Adrienne talked me into riding an elephant. I suppose that’s not an everyday occurrence, so you should do it when the opportunity is there. I can say we did it, and I don’t need to do it again!
This might be when I was using some expletives. Like what the duck am I doing on an elephant in the middle of Sri Lanka?
Pretty fancy. I am not ashamed of my french fries and Coca Cola!
The next morning we had about 4 hours to explore the city, before needing to shower and start the journey home. We decided to start out walking and see if we could find the temple and stores we were looking for. We missed a turn, but happily ended up at a coffee shop, so no complaints.
We walked a little more and gave up and grabbed a tuck tuck. It costs all of $1-$2 to take one, but we so badly wanted to prove we could do it on our own!

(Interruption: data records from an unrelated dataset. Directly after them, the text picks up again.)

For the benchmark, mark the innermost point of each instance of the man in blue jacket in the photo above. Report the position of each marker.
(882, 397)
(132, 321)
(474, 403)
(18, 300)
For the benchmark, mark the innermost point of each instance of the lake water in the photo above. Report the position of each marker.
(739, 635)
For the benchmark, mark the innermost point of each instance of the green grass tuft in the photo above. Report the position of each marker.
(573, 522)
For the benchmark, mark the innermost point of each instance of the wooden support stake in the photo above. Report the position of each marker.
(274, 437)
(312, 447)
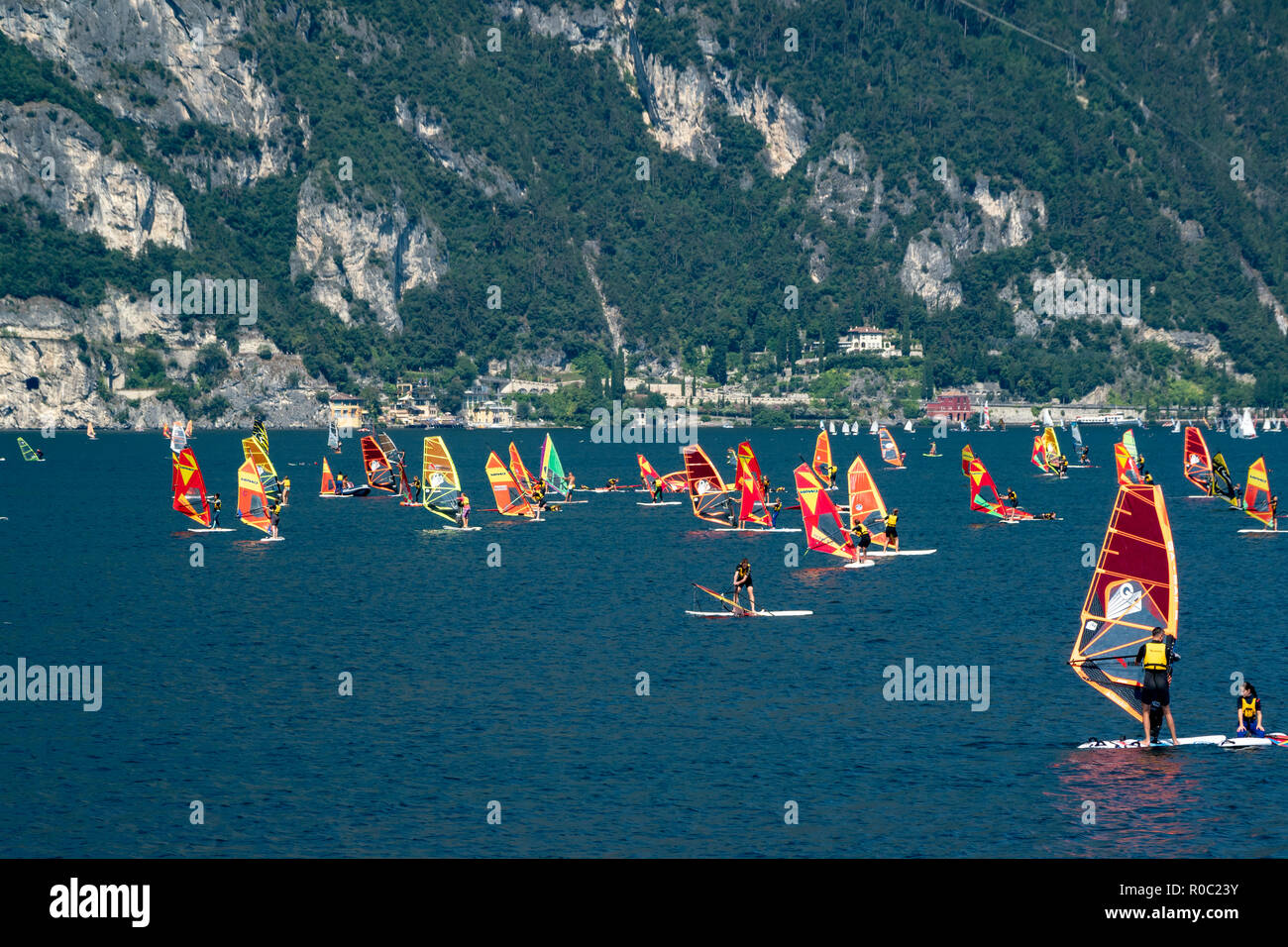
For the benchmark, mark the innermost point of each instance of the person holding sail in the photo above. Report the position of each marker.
(742, 579)
(1157, 657)
(1248, 712)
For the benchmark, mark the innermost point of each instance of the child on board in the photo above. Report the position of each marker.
(1248, 712)
(1157, 657)
(742, 579)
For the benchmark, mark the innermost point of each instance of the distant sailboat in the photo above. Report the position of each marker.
(1247, 425)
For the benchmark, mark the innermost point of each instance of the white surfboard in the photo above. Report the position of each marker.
(750, 530)
(746, 613)
(1137, 744)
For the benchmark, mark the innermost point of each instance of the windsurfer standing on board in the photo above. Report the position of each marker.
(892, 532)
(1248, 712)
(1157, 657)
(742, 579)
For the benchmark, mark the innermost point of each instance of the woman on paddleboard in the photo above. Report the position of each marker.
(1157, 657)
(742, 579)
(1249, 712)
(892, 532)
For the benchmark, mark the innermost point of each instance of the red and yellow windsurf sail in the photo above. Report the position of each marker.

They always leave plenty of room when driving there. Safety first!
From the temple we did manage to find all the shopping we wanted by walking. Given that it was a thousand degrees(actual temp), we did tuk tuk it back to the hotel though!
I am not ashamed of my french fries and Coca Cola. Again.
The Columbo airport without air conditioning solidified our feeling.
When we landed in DC we couldn’t have been happier. First stop was Starbucks!
Our flight in DC was overbooked, and they were offering vouchers. High on our love of travel, we decided we were willing to wait for the next flight in exchange for the opportunity to start planning another trip. However when we found out the next flight was 9 hours away, we decided we weren’t willing. We walked away from two $750 vouchers, but onto the flight that was taking us home.
A suggestion for your future travel…come home on a Friday.